By Alan Cooperman
Washington Post Staff Writer
Saturday, May 6, 2006; A03
The Air Force is investigating whether a two-star general violated military regulations by urging fellow Air Force Academy graduates to make campaign contributions to a Republican candidate for Congress in Colorado, Pentagon officials said yesterday.
Maj. Gen. Jack J. Catton Jr., who is on active duty at Langley Air Force Base, sent the fundraising appeal on Thursday from his official e-mail account to more than 200 fellow members of the academy's class of 1976, many of whom are also on active duty.
"We are certainly in need of Christian men with integrity and military experience in Congress," Catton wrote.
Defense Department rules prohibit active-duty officers from using their position to solicit campaign contributions or seek votes for a particular candidate. An Air Force spokesman said yesterday that "appropriate officials are inquiring into the facts surrounding these e-mails."
Catton's e-mail was provided to The Washington Post by the Military Religious Freedom Foundation, a nonprofit group founded last year by Michael L. "Mikey" Weinstein, White House counsel in the Reagan administration.
"This is not just a small thing," said Weinstein, who is suing the Air Force to halt what he contends is pervasive proselytizing in the armed forces. "It's evidence of a continuing attack on separation of church and state by evangelicals in the military."
Catton urged his classmates to support Bentley Rayburn, a recently retired Air Force general seeking the Republican nomination for a House seat being vacated this year by Rep. Joel Hefley (R-Colo.). Hefley's district around Colorado Springs includes the Air Force Academy, several military bases and the headquarters of Focus on the Family, James Dobson's Christian broadcasting organization.

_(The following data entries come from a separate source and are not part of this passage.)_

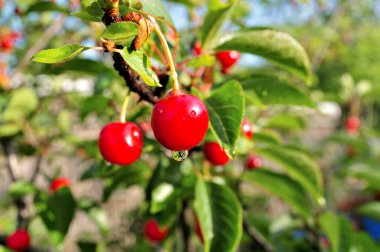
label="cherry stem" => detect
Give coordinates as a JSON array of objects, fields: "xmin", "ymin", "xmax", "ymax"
[
  {"xmin": 119, "ymin": 90, "xmax": 131, "ymax": 123},
  {"xmin": 149, "ymin": 15, "xmax": 180, "ymax": 94}
]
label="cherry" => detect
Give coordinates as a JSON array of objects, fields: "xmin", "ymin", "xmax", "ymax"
[
  {"xmin": 215, "ymin": 51, "xmax": 240, "ymax": 74},
  {"xmin": 195, "ymin": 218, "xmax": 204, "ymax": 243},
  {"xmin": 7, "ymin": 229, "xmax": 30, "ymax": 251},
  {"xmin": 245, "ymin": 155, "xmax": 263, "ymax": 170},
  {"xmin": 49, "ymin": 178, "xmax": 70, "ymax": 192},
  {"xmin": 193, "ymin": 40, "xmax": 202, "ymax": 56},
  {"xmin": 345, "ymin": 116, "xmax": 360, "ymax": 134},
  {"xmin": 98, "ymin": 122, "xmax": 143, "ymax": 165},
  {"xmin": 144, "ymin": 219, "xmax": 169, "ymax": 242},
  {"xmin": 151, "ymin": 92, "xmax": 208, "ymax": 151},
  {"xmin": 203, "ymin": 142, "xmax": 230, "ymax": 165},
  {"xmin": 241, "ymin": 118, "xmax": 252, "ymax": 139}
]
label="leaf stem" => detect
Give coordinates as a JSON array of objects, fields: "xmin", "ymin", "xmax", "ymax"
[
  {"xmin": 149, "ymin": 15, "xmax": 180, "ymax": 94},
  {"xmin": 119, "ymin": 90, "xmax": 131, "ymax": 123}
]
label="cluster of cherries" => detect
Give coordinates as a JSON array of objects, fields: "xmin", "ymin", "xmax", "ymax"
[{"xmin": 6, "ymin": 178, "xmax": 70, "ymax": 251}]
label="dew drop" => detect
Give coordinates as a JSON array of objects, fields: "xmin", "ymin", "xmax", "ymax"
[{"xmin": 172, "ymin": 150, "xmax": 189, "ymax": 162}]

Both Catton's e-mail and an accompanying note from Rayburn portrayed him as a candidate who would represent the military and conservative Christians.
"The lack of any Air Force presence within the Congress was particularly telling over the last few years," Rayburn wrote, referring to controversy over proselytizing at the Air Force Academy and new Air Force regulations on religious expression. "For those of us who are Christians, there is that whole other side of the coin that recognizes that we need more Christian influence in Congress."
Rayburn, a 1975 graduate of the Air Force Academy, said yesterday that Catton's only mistake was sending the message out from his official e-mail account.
Catton said in a telephone interview that he realized after he sent the e-mail Thursday evening that it was "inappropriate" and attempted to recall it Friday morning.
"I'm traveling and I was going through e-mails last night, on the airplane, and very excited about one of my academy brothers running for Congress, and forwarded the e-mail to my classmates to share the excitement," he said.
"And when I got up this morning I had an e-mail from one of my classmates who said, 'Jack, do you realize you were on your work computer?' I went, 'Holy smokes!' And so I immediately sent out a recall of that e-mail, because I shouldn't have sent it out on my work computer, because it's inappropriate."
Pentagon lawyers declined to comment while the circumstances are under investigation. A former Air Force lawyer, retired Brig. Gen. James W. Swanson, said the use of an official e-mail address "is probably an aggravator, but it isn't the essence of the offense."
"Clearly this country wants and needs an apolitical military," he said. "It sounds like an excess of enthusiasm, but I'd be surprised if there is not some sort of disciplinary or administrative action in this case."